Starting A Creative Business Saved My Mental Health

by Lisa Godwin

Since I was a young girl, I've always dreamt about two things over and over: one was having my own family and the other was making my own jewellery. I was told I would never be a jewellery designer either and that I should follow the family path of banking or accounting. I wouldn’t say I followed my aspirations as a teenager as you always think you have time on your side. However when the time came to start making decisions about college and university, I followed my heart and took on a jewellery design degree.

I finished my degree and moved to Brighton taking up work with a bullion company before moving on to finally work in a jewellery workshop. I was the first woman they had ever hired! At the time it was a heavily male orientated industry. Taking years to train someone up meant jewellers often choose men over women as women may leave to have children. 

Alongside my position at the jewellers, I worked on designing and making my own pieces. This was incredible - I was literally starting to fulfil my dream. It was meant to be. And then came the news: I’m pregnant. I’m actually pregnant. After all these years of thinking this wasn’t possible, I’m pregnant. And so I was going to be a mother and that was the happiest feeling I have ever felt. This feeling, however, was sadly accompanied by a realisation that I was swapping one dream for another. Like many women, I focused on being the best mother I could to the most beautiful baby boy. My dream of having a family had been realised and over the next ten years I had two more beautiful boys.

I struggled to find my way back into the jewellery sector and being unable to work part time meant that I could not take on the development needed in a studio. I’ll be honest, I had been struggling mentally for a while with the pressure of being a mother and the feeling that I had missed out on a career and was too old to start a different one. This left me feeling like I had failed myself and wasted all the time I had put in to becoming a jeweller, wasted half my life chasing a dream that was not going to happen. I found myself hitting rock bottom. And then we went into lockdown.

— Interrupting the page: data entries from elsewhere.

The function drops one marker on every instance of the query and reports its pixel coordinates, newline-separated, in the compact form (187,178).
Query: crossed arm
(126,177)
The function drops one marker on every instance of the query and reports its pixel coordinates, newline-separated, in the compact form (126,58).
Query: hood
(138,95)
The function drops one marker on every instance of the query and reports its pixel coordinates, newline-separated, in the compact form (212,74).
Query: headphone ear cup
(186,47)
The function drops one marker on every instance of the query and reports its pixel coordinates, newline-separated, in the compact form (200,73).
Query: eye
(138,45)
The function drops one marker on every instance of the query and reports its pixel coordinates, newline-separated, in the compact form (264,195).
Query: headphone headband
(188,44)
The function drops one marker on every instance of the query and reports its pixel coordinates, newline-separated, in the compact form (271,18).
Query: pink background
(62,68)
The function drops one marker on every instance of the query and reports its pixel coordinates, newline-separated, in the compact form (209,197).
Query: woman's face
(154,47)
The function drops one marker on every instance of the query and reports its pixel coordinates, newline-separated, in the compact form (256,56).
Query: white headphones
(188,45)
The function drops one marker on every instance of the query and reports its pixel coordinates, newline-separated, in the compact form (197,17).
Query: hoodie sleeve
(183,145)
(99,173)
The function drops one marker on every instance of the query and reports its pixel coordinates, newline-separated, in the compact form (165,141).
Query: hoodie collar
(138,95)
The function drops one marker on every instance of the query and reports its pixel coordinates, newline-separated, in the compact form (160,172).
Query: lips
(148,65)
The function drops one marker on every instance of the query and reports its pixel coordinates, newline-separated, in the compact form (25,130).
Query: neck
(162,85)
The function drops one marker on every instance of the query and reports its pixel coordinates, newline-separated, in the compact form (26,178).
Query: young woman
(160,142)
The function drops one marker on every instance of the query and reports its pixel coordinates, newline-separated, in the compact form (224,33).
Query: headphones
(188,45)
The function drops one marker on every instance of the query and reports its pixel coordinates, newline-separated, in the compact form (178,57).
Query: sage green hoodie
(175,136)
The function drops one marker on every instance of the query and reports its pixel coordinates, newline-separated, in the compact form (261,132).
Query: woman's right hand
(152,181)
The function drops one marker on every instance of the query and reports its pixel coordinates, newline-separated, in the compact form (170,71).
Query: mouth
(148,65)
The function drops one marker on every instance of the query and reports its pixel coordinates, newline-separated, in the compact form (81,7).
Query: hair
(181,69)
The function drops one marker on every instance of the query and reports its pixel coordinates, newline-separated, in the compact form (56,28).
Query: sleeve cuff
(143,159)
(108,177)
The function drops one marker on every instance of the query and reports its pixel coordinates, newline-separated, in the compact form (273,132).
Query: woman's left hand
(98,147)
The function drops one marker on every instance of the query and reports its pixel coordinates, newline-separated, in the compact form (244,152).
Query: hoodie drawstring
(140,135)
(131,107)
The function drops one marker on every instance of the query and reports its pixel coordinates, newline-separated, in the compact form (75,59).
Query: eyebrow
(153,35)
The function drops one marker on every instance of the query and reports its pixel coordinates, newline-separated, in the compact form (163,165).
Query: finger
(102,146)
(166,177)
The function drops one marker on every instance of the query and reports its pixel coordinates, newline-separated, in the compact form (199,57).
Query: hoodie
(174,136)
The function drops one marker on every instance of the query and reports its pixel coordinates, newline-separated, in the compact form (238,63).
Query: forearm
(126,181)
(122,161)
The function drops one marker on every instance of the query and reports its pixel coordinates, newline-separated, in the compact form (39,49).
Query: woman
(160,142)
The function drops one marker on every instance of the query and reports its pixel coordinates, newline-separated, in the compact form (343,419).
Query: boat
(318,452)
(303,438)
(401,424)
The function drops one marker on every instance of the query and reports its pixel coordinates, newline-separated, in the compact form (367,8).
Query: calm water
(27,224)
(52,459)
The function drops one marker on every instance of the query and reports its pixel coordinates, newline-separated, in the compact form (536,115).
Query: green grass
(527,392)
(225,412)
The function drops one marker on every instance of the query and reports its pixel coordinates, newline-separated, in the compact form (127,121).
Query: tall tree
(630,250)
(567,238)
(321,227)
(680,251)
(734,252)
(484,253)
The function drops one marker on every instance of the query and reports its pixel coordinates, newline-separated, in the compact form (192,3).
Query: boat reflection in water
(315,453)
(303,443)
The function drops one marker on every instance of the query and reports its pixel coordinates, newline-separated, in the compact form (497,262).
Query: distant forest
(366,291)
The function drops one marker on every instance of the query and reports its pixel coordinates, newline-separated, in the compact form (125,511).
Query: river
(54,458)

Hiding my anxiety and depression, I was trying to home school my three children and my husband’s job industry stopped overnight. So like millions of other people, I was worrying about literally everything in my life. Worrying about my children’s mental health - I saw nothing positive in the future.

At the very beginning of lockdown my husband was putting together a make shift work from home space and found one of my old jewellery sketch books. As he handed it to me I opened it and burst into tears. He suggested I spend some time drawing to try and clear my mind by focusing on something different. So I started drawing. Then I started designing. Then I started creating designs for pieces I had been day dreaming about for the last ten years. It became an outlet, a coping mechanism and without realising it I had designed collections of pieces. When I was being creative I felt my anxiety lift, I didn’t feel low. I started to research stones for the designs, I started researching how to produce them and have these designs manufactured. I fell in love with it again and thought I have spent half my life following this path, I need to take the next step and see it through.

I worked every night and every spare hour to put a business plan together to launch my brand Fool’s Gold. Don’t get me wrong, when you have suffered with mental health, it’s never too far away - but now I know how to manage my mental wellbeing, focusing on the creative side of the business and reminding myself that I was a young girl with two dreams and all those years later, I am now living them.